Deep learning is being used in various fields now. It is being used in plants for various purposes, too. 3D plant shoot segmentation has significantly progressed by integrating deep learning techniques with point clouds. Traditionally, 2D methods were used but faced challenges in in-depth perception and structural determination. 3D imaging has addressed the limitations, providing better trait analysis in plant phenotypic trait extraction. However, 3D imaging also has the challenge that each point in the image must be carefully labeled, which is an expensive and time-consuming operation. So, researchers have been investigating the use of supervised learning models, which use fewer labeled points.
Consequently, in a recent study named Eff-3DPSeg: 3D Organ-Level Plant Shoot Segmentation Using Annotation-Efficient Deep Learning, researchers have introduced Eff-3DPSeg, a weakly supervised deep learning framework for plant organ segmentation. This framework Uses a Multi-view Stereo Pheno Platform (MVSP2) and acquires point clouds from individual plants. These point clouds are then annotated using a Meshlab-based Plant Annotator (MPA).
For this framework, the researchers procured two steps. First, they reconstructed high-resolution point clouds of soybean plants using a low-cost photogrammetry system, and a Meshlab-based Plant Annotator was developed for plant point cloud annotation. After this, they used a weakly supervised deep-learning method for plant organ segmentation. To do this, first, they pretrained the model with just approximately 0.5 percent of labeled points, then fine-tuned it utilizing Viewpoint Bottleneck loss to learn meaningful intrinsic structure representation from raw point clouds. Then they extracted three phenotypic traits were then extracted: the leaves’ length, width, and stem diameter.

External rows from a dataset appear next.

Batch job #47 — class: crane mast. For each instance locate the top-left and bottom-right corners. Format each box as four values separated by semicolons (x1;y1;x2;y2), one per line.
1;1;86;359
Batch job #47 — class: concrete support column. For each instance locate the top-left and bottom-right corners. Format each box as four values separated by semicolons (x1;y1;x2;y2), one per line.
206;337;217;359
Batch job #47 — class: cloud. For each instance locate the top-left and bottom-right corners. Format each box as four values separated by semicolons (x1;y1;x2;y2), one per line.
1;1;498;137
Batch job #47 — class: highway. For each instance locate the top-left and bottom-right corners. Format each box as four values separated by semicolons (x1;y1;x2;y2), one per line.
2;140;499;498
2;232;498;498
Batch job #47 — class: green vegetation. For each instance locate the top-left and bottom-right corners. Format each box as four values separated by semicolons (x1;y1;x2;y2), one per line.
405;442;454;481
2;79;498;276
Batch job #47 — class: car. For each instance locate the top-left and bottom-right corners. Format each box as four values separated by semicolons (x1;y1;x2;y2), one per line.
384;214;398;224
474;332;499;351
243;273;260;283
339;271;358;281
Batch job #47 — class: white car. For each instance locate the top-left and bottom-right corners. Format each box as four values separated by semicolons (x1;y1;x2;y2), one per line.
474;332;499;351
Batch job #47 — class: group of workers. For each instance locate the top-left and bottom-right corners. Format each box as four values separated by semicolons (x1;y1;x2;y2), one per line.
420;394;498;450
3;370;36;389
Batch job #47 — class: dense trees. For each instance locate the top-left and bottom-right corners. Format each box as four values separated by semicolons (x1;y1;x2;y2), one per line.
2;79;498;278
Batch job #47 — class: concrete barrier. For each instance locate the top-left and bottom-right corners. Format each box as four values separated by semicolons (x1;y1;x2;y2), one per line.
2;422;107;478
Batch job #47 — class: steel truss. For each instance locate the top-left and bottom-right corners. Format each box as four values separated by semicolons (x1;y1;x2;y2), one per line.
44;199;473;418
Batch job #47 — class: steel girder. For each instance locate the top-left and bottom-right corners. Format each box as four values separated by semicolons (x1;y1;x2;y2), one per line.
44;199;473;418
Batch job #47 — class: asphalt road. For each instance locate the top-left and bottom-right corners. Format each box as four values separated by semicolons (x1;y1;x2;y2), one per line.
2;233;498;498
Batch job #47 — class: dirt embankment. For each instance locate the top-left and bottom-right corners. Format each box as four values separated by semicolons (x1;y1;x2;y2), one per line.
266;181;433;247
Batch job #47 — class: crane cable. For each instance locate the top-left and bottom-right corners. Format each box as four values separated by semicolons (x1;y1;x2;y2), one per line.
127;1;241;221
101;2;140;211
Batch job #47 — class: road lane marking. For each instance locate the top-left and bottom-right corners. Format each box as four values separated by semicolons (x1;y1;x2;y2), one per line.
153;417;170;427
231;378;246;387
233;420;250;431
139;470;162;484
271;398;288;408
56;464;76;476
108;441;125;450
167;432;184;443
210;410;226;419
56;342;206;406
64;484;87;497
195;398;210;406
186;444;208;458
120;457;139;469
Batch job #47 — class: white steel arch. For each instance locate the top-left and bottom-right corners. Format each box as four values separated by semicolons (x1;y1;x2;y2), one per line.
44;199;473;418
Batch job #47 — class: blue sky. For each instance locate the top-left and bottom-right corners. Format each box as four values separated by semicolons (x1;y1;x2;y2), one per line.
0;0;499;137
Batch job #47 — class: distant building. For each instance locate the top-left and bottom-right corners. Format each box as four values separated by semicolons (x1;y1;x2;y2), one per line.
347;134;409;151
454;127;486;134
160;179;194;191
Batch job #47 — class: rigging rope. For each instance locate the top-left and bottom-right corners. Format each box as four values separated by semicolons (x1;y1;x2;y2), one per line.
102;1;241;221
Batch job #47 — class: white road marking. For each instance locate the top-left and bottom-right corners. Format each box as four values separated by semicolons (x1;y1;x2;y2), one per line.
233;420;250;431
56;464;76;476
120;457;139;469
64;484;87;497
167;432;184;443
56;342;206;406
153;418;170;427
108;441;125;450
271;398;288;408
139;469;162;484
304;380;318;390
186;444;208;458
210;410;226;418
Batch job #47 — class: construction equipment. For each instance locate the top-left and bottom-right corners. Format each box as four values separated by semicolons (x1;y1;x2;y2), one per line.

Next, the researchers tested the framework’s performance on various growth stages on a large soybean spatiotemporal dataset. They compared this with completely labeled techniques on tomato and soybean plants. The stem-leaf segmentation results were accurate but had small misclassifications at junctions and leaf edges. Furthermore, the approach performed better on less complex plant structures and attained greater accuracy with larger training sets. Also, quantitative results showed notable gains over baseline techniques, particularly in less supervised environments.
However, the study also faced certain limitations. It had limitations of data gaps and the need for separate training for different segmentation tasks. The researchers emphasized focusing on refining the framework in the future. They also want to expand the range of plant classifications that this framework does and growth phases and enhance the method’s diversity.
In conclusion, the Eff-3DPSeg framework can prove out to be a significant step forward in 3D plant shoot segmentation. Its efficient annotation process and accurate segmentation capabilities have great potential for enhancing high throughput. Also, Eff-3DPSeg overcomes the challenges of expensive and time-consuming labeling processes through its weakly supervised deep learning and innovative annotation techniques.